This article provides answers for InVision V7. If you're using V6 of InVision, check out this article instead. Not sure which version you're using? Find out now.
Getting set up to use Microsoft's Azure Active Directory SSO with InVision V7 involves three primary tasks:
- Add InVision as a new application in Azure
- Configure the InVision application in Azure
- Configure Azure in InVision V7
This document walks you through the process.
We recommend that these steps are completed by your IT team or an IT Manager.
Add InVision as a new application in Azure
To add the InVision app in Azure, follow these steps in this article.
Configure the InVision app in Azure
To configure and enable the InVision app in Azure:
- Open the InVision app and, in the Manage section, select single sign-on.
- On the Select a single sign-on method page, select SAML.
- To the right of Basic SAML Configuration on the Set up single sign-on with SAML page, click the pen icon and edit the settings.
For detailed instructions on editing these SAML configuration settings in Azure, check out the "Configure Azure AD SSO" section of Microsoft's related Help article. - In the SAML Signing Certificate section of the Set up single sign-on with SAML page, next to Certificate (Base64), select Download and save the certificate to your desktop (or wherever you can easily find it later).
- In the Set up InVision section, copy the URLs next to each of these labels:
- Login URL
- Azure AD Identifier
- Logout URL
Once you've completed these steps in Azure, you're ready to open your Enterprise team settings in InVision V7, where you'll add the details you saved in steps 4 and 5.
Configure Azure in InVision
To perform this action, you must be an owner or admin on the Enterprise account.
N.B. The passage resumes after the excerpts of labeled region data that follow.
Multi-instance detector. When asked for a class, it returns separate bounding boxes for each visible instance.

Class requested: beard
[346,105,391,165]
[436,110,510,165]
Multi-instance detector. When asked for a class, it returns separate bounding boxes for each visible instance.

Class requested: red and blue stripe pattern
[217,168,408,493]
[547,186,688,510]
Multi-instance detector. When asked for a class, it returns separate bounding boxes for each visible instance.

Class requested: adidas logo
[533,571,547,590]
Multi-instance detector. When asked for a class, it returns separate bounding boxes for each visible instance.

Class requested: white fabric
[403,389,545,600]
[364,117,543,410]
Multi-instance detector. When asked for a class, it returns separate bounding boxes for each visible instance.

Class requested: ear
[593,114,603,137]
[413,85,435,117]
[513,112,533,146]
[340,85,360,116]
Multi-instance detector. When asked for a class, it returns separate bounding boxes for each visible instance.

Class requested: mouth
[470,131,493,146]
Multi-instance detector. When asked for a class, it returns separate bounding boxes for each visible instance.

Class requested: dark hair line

With InVision V7, you can configure Azure directly from your team settings.
To configure Azure:
- Sign in to your InVision Enterprise here:
your-team-name.invisionapp.com - In the lower-left corner, select the [Your Team Name] dropdown, and then select People & Team settings.
The Team page opens with the People tab active. - Click the Settings tab, and then select Single sign-on.
- Turn on Require SSO for every member of [your Enterprise team].
- With the information provided in Azure’s Identity Provider metadata file and/or the Azure admin portal, complete the fields on the SSO settings page:
- Name: Set any name you want for the configuration.
- Sign-in URL: Enter the Login URL you saved in step 5 of the "Configure the InVision app in Azure" section.
- Sign-out URL: Enter the Logout URL you saved in step 5 of the "Configure the InVision app in Azure" section.
- SAML Certification: Enter the certification provided in the
ds:X509Certificateattribute of the metadata file. - Name ID Format:
urn:oasis:names:tc:SAML:1.1:nameid-format:emailAddress - HASH Algorithm: SHA-256
- SSO Button Label: Set any text you’d like for the SSO button that appears when signing in.
- Click Update.
Now when any user attempts to sign in to your InVision V7 subdomain, they will be prompted to use SSO with Azure.